Date of Award

6-2006

Document Type

Thesis

Degree Name

Master of Science in Material Science Engineering (MSMatSE)

Department

Materials Science

First Advisor

Dr. Yousef Haik

Second Advisor

Dr. Abdullah Al Shamsi

Third Advisor

Dr. Salim Al Oraimi

Abstract

Heat of hydration of Portland cement mixes is of great importance to civil engineers. While there is great deal of work being carried out on the hydration temperature of OPC-slag mixes, there is a lack in the literature of research work on the effect of such materials in real hot climates. The current research examines the influence of ground granulated blast-furnace slag (ggbs) as a partial cement replacement on temperature evolution during hydration in winter and summer in AI-Ain (interior region of the United Arab Emirates). Evolution of temperature inside the concrete was recorded by the aid of a Labview Program. A testing setup was developed to provide a continuous recording of temperature inside cement mixes by means of a computer, digital voltmeter and thermocouples. Concrete was prepared to study the effect of sample size and ggbs inclusion on the hydration temperature of cement mixes.
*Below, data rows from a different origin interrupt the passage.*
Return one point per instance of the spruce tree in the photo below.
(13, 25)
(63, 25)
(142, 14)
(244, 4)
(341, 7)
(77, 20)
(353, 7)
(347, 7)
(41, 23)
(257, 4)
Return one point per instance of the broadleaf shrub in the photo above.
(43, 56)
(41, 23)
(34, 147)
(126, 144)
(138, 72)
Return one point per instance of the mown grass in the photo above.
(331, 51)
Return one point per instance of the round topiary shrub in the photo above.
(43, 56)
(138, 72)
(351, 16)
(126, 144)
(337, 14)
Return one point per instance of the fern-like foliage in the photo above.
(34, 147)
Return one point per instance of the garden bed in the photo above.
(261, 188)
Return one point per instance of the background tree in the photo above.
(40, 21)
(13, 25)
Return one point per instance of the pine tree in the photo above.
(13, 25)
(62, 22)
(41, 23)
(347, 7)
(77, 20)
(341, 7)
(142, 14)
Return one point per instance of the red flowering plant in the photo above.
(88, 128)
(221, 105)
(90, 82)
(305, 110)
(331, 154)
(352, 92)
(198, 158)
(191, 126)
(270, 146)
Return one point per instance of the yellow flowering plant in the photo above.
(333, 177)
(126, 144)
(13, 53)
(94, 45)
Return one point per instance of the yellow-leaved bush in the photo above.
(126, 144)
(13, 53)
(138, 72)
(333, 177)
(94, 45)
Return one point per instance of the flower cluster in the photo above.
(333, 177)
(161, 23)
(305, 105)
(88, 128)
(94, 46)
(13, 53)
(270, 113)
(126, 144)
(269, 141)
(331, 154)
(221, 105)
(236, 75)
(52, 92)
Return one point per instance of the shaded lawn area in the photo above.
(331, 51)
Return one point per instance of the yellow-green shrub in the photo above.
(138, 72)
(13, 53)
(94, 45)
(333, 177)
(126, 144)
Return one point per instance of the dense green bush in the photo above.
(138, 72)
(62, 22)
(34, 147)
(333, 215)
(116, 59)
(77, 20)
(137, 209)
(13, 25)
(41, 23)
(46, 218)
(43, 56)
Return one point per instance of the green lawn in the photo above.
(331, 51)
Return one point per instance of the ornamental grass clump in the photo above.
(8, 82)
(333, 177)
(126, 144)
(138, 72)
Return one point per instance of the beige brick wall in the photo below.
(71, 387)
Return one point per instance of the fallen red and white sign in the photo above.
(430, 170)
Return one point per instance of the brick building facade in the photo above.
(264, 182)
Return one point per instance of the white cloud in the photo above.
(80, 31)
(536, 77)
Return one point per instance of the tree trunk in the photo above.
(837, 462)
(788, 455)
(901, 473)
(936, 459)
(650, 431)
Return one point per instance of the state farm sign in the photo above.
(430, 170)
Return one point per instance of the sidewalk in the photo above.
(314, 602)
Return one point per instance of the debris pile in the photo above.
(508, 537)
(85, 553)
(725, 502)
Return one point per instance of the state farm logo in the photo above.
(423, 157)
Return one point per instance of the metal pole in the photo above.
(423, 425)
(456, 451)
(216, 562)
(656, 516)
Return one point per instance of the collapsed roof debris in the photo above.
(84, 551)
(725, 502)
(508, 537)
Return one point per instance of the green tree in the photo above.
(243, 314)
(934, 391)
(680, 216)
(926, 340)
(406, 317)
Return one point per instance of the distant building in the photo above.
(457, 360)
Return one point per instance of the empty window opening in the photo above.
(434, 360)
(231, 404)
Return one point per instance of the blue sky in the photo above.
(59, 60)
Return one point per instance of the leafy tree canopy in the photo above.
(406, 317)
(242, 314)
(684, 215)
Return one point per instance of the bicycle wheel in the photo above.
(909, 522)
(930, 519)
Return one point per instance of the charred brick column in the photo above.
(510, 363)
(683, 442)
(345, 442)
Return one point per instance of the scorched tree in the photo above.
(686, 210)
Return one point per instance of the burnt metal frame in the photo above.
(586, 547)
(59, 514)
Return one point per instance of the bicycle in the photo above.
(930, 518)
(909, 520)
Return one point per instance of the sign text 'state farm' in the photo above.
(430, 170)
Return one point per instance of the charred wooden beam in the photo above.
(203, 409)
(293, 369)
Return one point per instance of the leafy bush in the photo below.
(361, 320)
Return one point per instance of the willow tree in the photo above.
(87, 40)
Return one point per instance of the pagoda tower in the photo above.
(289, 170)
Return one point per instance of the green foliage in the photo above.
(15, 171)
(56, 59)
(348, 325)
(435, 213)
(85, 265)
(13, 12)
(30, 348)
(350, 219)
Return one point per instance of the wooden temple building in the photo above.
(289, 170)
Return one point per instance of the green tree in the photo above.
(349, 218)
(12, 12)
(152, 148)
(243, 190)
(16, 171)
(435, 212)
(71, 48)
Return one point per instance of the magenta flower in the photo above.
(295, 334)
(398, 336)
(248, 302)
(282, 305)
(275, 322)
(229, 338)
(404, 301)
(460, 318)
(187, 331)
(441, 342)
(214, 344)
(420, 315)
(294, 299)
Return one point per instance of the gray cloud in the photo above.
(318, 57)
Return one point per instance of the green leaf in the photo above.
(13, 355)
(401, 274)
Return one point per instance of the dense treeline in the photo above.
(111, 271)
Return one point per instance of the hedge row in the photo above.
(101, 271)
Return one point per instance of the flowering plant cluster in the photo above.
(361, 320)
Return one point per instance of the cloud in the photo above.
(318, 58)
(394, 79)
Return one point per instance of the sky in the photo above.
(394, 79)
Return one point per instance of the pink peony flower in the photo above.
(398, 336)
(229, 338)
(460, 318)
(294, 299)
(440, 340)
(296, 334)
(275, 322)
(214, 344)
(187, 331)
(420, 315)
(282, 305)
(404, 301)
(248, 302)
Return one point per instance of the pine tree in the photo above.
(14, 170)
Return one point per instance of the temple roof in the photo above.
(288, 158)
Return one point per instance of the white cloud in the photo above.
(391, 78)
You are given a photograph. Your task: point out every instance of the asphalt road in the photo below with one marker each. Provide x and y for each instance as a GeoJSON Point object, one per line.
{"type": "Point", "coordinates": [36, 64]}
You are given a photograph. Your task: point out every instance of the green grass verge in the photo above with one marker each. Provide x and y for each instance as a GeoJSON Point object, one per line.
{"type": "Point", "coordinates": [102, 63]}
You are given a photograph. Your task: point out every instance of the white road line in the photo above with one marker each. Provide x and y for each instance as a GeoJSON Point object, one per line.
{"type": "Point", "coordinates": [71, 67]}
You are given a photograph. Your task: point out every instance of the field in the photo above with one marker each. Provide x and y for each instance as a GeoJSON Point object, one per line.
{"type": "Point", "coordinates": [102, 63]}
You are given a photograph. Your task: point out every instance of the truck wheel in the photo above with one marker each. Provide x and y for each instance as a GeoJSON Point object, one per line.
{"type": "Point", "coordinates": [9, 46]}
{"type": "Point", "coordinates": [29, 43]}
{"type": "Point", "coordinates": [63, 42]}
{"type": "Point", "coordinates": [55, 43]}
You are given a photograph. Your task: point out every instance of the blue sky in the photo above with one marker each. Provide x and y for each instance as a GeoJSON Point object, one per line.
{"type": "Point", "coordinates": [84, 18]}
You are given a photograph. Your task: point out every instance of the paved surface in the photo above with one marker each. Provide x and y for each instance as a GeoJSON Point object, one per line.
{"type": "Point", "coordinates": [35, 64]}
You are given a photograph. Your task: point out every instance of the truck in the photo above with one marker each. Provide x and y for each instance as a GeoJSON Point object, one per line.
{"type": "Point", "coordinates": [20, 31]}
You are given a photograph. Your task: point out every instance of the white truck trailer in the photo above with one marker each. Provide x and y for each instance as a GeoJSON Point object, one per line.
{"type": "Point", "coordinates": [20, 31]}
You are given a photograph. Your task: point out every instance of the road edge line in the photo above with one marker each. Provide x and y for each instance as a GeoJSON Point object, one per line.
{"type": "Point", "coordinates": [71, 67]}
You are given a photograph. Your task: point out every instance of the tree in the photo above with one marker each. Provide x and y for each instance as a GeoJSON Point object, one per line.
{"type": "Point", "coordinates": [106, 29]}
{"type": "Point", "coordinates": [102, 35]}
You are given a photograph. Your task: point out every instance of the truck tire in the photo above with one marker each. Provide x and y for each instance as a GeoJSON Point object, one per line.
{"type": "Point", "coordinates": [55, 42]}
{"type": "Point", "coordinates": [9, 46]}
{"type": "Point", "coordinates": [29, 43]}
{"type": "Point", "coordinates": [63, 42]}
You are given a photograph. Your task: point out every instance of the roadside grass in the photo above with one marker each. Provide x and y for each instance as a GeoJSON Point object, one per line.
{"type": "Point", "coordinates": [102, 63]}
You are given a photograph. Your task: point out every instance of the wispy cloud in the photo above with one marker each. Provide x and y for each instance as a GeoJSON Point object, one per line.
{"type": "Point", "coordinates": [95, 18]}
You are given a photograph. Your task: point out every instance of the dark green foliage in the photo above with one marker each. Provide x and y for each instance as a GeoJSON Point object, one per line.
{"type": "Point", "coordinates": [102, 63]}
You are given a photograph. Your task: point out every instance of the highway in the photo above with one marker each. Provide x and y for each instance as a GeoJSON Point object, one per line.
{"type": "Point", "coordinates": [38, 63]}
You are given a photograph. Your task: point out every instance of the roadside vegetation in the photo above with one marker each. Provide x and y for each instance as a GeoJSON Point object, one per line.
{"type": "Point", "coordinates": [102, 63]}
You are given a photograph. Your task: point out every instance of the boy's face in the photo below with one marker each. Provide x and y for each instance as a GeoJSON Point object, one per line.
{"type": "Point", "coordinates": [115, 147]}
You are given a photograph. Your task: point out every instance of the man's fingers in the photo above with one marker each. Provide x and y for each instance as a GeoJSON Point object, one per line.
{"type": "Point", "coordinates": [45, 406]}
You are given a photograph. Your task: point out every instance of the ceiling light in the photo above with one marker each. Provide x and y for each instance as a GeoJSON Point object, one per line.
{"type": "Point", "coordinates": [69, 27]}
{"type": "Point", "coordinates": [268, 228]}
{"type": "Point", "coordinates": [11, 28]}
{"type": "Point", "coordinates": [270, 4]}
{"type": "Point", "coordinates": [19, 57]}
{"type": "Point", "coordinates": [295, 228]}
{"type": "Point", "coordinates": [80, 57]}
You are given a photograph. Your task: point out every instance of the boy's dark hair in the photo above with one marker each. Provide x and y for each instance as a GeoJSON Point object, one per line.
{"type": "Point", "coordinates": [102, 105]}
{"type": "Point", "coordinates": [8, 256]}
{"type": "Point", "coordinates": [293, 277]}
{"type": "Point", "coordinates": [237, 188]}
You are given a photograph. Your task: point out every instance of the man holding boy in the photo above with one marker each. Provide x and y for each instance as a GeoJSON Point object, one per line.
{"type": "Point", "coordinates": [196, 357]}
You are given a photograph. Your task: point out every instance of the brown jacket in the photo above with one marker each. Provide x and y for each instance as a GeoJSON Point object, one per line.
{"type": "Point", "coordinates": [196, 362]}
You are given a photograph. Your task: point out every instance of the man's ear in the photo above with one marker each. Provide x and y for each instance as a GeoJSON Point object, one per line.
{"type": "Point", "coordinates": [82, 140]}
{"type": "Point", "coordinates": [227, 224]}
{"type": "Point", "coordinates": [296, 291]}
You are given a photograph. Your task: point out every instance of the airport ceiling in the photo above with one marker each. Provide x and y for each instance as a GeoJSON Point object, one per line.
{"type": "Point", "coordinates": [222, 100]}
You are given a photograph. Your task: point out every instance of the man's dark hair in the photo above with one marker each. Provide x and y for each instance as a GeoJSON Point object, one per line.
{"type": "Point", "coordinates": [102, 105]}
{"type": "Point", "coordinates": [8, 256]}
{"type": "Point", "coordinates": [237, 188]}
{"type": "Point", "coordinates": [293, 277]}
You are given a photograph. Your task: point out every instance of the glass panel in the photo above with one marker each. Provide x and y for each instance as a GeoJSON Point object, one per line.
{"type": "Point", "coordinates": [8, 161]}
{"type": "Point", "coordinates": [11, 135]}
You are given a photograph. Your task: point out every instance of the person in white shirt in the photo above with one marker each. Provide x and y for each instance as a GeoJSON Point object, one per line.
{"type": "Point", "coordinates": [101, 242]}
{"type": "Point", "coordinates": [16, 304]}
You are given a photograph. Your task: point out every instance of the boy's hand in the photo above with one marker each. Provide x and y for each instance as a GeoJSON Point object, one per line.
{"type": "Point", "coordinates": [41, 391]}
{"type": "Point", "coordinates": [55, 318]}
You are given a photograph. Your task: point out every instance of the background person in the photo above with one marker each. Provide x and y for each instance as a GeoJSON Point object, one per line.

Three concrete mixes of a similar cement content (450 kg/m3) were tested. A plain ordinary Portland cement (OPC), a 50% OPC with 50 % ggbs; 25% OPC with 75% ggbs mixes were prepared. Also, 8% microsilica was added to all of these three mixes. The water-cement ratio was kept constant for all pastes. Cement type was determined to have a significant effect on the rate of rise in hydration temperature. Ground granulated blast-furnace slag (ggbs) reduced the temperature rise rate in all mixes and in all environments. Ggbs significantly increased the time needed to reach the peak temperature and it also reduced such peaks. Ggbs clearly reduced the differential change in temperature (difference between initial mix temperature and peak temperature) compared with plain OPC mixtures. Moreover, results indicated that the higher the ambient temperature, the faster the hydration rates and the shorter the time needed to reach these peaks. Also, the peak temperature within cubic samples was higher as sample size was increased.